The injection nozzle functions as follows:
Before the beginning of an injection event, the same pressure prevails in the damping chamber 60 as in the chambers 20 and 22, because of the equalization of pressure via the radial play of the extension 46. This pressure acts upon the valve needle 26 upon an area determined by the diameter of the valve seat 24. Once the pressure has attained a predetermined value, the valve needle 26 is raised from the valve seat 24 and fuel is ejected. Upon the opening movement of the valve needle 26, a pressure difference is created between the damping chamber 60 and the chamber 20, because the cap 48 cannot follow the movement of the valve needle 26, and the fuel can pass only in a throttled manner through the radial play of the extension 46 into the damping chamber 60. The result is a diminution of the force exerted by the fuel upon the valve needle 26 in the opening direction, and this effect is the more pronounced, the higher the fuel pressure or the faster the speed of the increase in fuel pressure in the chambers 20 and 22. The valve needle 26 is therefore displaced in the opening direction in a damped or retarded manner.
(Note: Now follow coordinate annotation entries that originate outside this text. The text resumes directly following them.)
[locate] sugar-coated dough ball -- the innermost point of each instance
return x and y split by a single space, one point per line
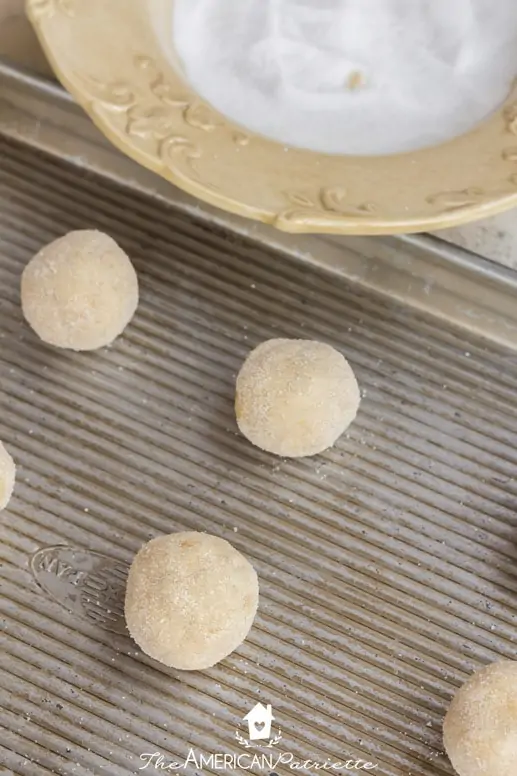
480 728
191 599
80 291
7 476
295 397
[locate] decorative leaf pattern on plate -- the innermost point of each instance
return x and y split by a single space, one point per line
329 205
451 201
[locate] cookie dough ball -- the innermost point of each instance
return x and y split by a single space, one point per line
295 397
480 728
7 476
191 599
80 291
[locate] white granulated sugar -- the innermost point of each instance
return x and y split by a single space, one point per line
350 76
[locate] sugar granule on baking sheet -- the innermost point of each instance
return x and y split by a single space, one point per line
350 76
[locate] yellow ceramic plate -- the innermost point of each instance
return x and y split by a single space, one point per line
116 58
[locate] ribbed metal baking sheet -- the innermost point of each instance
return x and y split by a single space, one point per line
387 565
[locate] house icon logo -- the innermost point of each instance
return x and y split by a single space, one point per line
259 721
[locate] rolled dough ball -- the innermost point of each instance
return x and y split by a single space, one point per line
480 728
80 291
7 476
295 397
191 599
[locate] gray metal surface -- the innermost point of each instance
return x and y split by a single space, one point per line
387 565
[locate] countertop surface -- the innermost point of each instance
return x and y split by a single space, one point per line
494 238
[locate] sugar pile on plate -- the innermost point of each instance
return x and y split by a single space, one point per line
350 76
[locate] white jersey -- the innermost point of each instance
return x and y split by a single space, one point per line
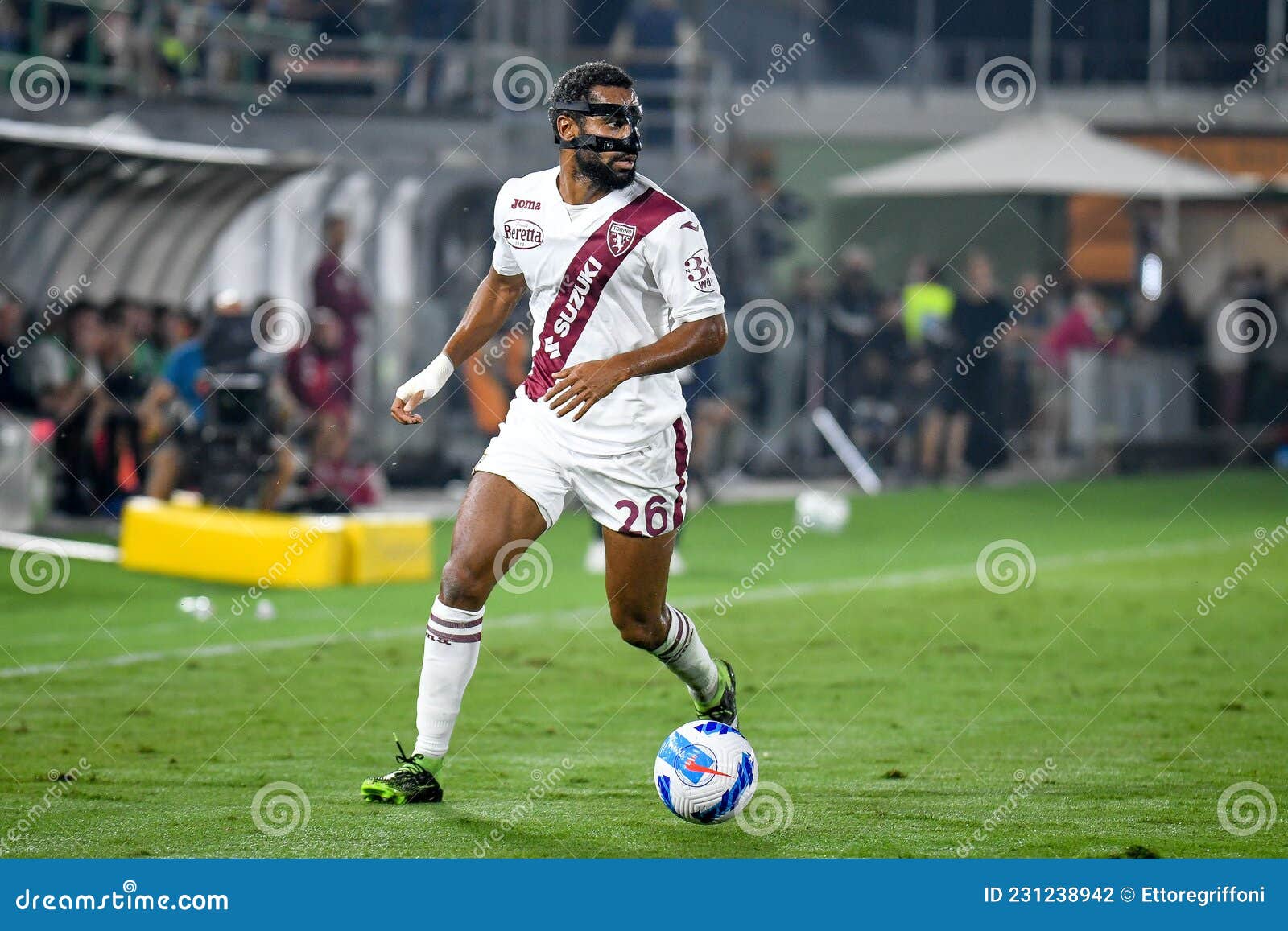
605 278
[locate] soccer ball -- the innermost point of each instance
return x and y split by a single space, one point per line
706 772
826 513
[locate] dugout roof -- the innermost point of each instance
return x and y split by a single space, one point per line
1045 154
137 216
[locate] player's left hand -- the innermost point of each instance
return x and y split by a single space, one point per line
579 388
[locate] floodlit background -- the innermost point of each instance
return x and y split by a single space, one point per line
1004 409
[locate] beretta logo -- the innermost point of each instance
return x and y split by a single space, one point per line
522 233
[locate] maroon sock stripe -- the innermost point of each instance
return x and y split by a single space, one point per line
456 624
682 639
682 467
583 283
455 637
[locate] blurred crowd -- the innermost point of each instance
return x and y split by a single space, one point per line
953 370
158 44
248 403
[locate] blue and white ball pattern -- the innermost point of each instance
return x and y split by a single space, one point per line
706 772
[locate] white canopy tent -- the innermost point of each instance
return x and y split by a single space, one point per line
1045 154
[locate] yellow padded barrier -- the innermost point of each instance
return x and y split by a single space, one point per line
281 550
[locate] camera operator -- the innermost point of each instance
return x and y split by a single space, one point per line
214 416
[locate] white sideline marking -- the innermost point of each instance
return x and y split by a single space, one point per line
74 549
766 592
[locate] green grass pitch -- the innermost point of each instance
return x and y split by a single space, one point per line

The closing spring 28, the mass of the valve needle 26 together with the extension 46, the cross sections of the extension 46 and its radial play, as well as the cross section of the bore in the nozzle body 10 surrounded by the valve seat 24 are all adapted to one another such that the pressure in the damping chamber 60 drops down to the vapor pressure of the fuel at the prevailing operating temperature, if the fuel pressure in the chambers 20 and 22 exceeds a predetermined critical value. Accordingly, any further reduction in the pressure in the damping chamber 60 is now impossible; that is, the pressure force exerted on the end face of the extension 46 cannot drop any further. This is precisely the case if the pressure force upon the annular surface area determined by D--d suffices to keep the counteracting forces (spring pressure, counterpressure from the engine compartment) in balance. If the critical pressure required therefor is exceeded, the excess pressure force becomes effective for freely accelerating the masses (needle, etc.) to be moved, because vapor pressure continues to prevail in the damping chamber 60 independently of any further displacement of the needle (for instance, of the extension 46).
At fuel pressures below the critical value, the valve needle 26 is capable of opening only approximately as fast as fuel can flow into the damping chamber 60 to refill it. The critical value must accordingly be designed such that it is not exceeded in operating ranges for which a long injection duration is required, such as idling. At fuel pressures above the critical value, forces for accelerating the valve needle 26 are generated which move the valve needle rapidly into its fully opened position. At lower rpm and smaller fuel quantities, the valve needle 26 can also be effectively braked over relatively long needle strokes, without the injection duration becoming overly long at higher rpm.
The foregoing relates to a preferred exemplary embodiment of the invention, it being understood that other variants and embodiments thereof are possible within the spirit and scope of the invention, the latter being defined by the appended claims.